In realtà la questione no n è così semplice, nessun uomo può essere semplicemente un automa, un burattino del fato, Agamennone, al pari di Abramo con cui Kierkegaard lo paragona sfavorevolmente, deve fare quel doppio movimento che va dall’eseguire un ordine impartito dall’alto al volere fortemente ciò che quell’alto gli impone, a farlo suo, a virare verso l’amor fati.
Per questo Abramo necessita di tre giorni per salire sul monte Moriah, per questo Agamennone nel momento fatale è costretto a coprirsi il viso, per questo le varie Medee e le danzatrici pompeiane necessitano di velare e di svelare le loro intenzioni o il loro corpo, per vendicarsi o per sedurci.

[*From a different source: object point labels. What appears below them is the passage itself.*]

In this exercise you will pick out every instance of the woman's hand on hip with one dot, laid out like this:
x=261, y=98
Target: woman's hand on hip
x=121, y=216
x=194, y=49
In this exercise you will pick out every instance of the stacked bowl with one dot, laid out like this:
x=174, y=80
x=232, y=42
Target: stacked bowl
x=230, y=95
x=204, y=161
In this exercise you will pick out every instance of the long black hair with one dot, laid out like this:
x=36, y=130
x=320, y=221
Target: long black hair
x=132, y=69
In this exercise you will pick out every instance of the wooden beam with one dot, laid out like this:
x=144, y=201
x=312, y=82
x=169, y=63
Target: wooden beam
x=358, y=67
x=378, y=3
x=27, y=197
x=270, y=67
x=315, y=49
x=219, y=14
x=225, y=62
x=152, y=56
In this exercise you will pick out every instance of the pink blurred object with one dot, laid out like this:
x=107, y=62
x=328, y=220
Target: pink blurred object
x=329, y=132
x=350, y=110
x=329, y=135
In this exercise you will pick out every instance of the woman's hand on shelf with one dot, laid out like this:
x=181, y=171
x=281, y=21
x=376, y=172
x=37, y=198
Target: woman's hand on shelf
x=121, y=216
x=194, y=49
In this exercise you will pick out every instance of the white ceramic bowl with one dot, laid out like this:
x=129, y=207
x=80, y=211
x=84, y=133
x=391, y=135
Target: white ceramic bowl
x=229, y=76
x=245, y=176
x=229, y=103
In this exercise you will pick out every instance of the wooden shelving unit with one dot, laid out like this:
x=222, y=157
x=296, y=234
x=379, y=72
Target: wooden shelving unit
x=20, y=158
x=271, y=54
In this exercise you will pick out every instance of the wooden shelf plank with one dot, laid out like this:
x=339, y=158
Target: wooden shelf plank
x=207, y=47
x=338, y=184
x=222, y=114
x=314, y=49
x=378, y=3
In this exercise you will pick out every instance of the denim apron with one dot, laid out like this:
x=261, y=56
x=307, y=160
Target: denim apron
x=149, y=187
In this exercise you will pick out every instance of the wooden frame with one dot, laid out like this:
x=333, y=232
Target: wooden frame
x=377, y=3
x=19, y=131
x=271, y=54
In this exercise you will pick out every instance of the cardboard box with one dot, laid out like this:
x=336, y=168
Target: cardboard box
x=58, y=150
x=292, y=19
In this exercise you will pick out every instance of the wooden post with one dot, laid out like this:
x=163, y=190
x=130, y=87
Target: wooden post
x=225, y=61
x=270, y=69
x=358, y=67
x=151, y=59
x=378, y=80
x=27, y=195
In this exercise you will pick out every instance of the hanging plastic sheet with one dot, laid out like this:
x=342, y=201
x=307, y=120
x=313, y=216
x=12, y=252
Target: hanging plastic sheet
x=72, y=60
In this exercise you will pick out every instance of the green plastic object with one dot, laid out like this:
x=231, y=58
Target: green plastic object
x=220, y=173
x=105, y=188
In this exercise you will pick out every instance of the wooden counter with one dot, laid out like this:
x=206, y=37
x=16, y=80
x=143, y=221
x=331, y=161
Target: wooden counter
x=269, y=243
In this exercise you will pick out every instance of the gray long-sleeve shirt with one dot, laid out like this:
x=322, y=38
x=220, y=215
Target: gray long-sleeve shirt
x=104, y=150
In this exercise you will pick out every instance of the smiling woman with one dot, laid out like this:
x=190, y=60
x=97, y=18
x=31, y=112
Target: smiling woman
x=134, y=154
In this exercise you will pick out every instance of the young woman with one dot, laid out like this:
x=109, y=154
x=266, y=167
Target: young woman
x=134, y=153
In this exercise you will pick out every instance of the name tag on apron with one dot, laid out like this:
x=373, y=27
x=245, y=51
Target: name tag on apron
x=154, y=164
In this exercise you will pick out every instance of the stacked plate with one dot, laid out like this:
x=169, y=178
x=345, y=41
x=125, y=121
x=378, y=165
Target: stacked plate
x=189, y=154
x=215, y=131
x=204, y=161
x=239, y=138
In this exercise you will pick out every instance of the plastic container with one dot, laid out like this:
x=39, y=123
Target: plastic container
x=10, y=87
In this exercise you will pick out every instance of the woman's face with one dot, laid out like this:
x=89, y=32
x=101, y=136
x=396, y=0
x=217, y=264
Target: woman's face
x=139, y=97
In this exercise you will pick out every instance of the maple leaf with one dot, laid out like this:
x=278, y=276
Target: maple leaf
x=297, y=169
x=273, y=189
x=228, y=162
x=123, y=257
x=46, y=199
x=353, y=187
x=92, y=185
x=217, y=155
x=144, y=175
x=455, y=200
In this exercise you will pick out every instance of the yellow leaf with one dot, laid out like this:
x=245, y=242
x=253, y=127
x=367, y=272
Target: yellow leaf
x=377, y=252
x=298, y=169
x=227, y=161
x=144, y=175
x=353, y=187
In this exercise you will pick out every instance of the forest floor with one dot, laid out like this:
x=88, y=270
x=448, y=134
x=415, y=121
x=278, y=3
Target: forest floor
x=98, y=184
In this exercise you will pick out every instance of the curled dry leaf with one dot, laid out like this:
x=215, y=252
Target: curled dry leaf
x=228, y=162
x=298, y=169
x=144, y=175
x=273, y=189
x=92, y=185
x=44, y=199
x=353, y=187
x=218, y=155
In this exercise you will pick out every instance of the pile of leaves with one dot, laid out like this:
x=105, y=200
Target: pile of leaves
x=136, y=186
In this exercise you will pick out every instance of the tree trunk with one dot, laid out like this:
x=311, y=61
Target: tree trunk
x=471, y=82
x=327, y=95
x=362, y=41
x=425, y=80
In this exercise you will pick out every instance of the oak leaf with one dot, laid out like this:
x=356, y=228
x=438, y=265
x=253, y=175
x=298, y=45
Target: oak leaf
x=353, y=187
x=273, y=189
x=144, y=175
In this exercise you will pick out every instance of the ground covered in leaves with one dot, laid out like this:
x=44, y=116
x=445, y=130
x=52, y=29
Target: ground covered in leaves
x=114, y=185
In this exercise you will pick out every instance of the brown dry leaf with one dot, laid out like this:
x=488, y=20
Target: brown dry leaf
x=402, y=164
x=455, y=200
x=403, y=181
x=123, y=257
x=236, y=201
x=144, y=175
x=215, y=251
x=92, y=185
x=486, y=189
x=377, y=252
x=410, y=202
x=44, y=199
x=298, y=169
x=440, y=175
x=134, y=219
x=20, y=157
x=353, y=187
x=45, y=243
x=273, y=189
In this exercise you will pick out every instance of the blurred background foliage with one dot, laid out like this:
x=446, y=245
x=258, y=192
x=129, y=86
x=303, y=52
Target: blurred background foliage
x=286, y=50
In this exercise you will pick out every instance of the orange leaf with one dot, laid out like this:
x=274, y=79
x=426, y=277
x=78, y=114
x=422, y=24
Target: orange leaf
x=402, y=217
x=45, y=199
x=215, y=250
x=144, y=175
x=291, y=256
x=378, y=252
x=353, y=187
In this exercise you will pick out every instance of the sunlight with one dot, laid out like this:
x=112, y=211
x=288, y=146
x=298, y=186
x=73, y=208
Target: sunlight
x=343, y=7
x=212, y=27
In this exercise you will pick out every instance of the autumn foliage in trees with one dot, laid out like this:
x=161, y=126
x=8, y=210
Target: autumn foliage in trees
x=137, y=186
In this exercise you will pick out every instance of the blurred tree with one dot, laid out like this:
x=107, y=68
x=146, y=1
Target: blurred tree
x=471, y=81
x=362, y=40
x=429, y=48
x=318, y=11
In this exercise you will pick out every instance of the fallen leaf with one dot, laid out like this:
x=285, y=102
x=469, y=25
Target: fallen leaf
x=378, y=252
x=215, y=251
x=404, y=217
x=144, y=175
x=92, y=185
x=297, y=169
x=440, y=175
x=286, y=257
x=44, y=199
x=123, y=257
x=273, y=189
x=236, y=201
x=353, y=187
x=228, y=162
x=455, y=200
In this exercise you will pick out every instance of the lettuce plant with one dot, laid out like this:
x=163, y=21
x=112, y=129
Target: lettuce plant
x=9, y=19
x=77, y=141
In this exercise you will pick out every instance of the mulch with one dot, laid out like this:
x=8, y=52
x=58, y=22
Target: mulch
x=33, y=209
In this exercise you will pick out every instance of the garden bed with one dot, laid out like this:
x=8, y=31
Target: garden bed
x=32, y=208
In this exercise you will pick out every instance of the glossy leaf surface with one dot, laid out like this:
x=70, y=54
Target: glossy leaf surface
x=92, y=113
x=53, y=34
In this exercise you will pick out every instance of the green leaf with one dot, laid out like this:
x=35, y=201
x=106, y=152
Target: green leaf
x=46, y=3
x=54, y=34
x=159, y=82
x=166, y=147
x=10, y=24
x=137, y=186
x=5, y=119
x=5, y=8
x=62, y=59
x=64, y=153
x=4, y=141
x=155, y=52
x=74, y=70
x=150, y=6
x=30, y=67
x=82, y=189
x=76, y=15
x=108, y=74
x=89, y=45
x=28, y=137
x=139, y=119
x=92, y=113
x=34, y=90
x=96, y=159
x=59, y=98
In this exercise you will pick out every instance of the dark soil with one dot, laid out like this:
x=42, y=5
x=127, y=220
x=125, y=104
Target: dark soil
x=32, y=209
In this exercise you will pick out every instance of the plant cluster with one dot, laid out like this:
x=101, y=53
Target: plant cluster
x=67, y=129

E’ un vero peccato non vivere un po’ più vicino alla capitale …
Ciao, buon fine settimana
Non è un accostamento irriverente, è uno dei più bei film che io abbia visto. La scena che mi suggerisci introduce una garbata dissonanza in quanto dico ma, a mio avviso, solo apparente, velata direi. Cogli il punto dicendo che è necessario supporre un volto, immaginare uno sguardo, un’emozione, un’attesa ed è proprio questo che accade nelle foto di Giovanna. Possiamo parlare di ellissi nelle immagini come in poesia? Le foto di Giovanna sono questo, ellissi nelle foto. Come in poesia si omettono elementi sintattici che pure continuano a esserci è possibile con le immagini omettere elementi visivi per renderli necessariamente presenti? Come nella poesia di Bertolucci l’assenza dell’immagine non è sottrazione ma un “artificio” che la rende ancora più presente perché quella presenza si manifesta non davanti agli occhi dell’osservatore ma dentro i suoi occhi, negli strati più profondi e quei volti assenti diventano volti universali. Un album di famiglia diventa così epopea contadina di un sud che ognuno ha sepolto nella propria anima perché, di questo sono convinto, il sud non è luogo geografico ma stato dell’anima. Nelle foto vediamo antiche sacerdotesse che donano al mondo i nipoti, bambini immobili, pietrificati da una medusa che li consegnerà ai posteri, giovani eroi pronti a uccidere il minotauro che li ucciderà, una galleria di eroi tragici e sconosciuti. Solo velando quei volti se ne intuisce la dimensione tragica e universale e, sono convinto anche di questo, probabilmente Kierkegaard si sarebbe interrogato anche della loro dimensione religiosa.
EliminaSì, è davvero un peccato che tu non viva più vicino alla capitale. Un abbraccio e buona settimana.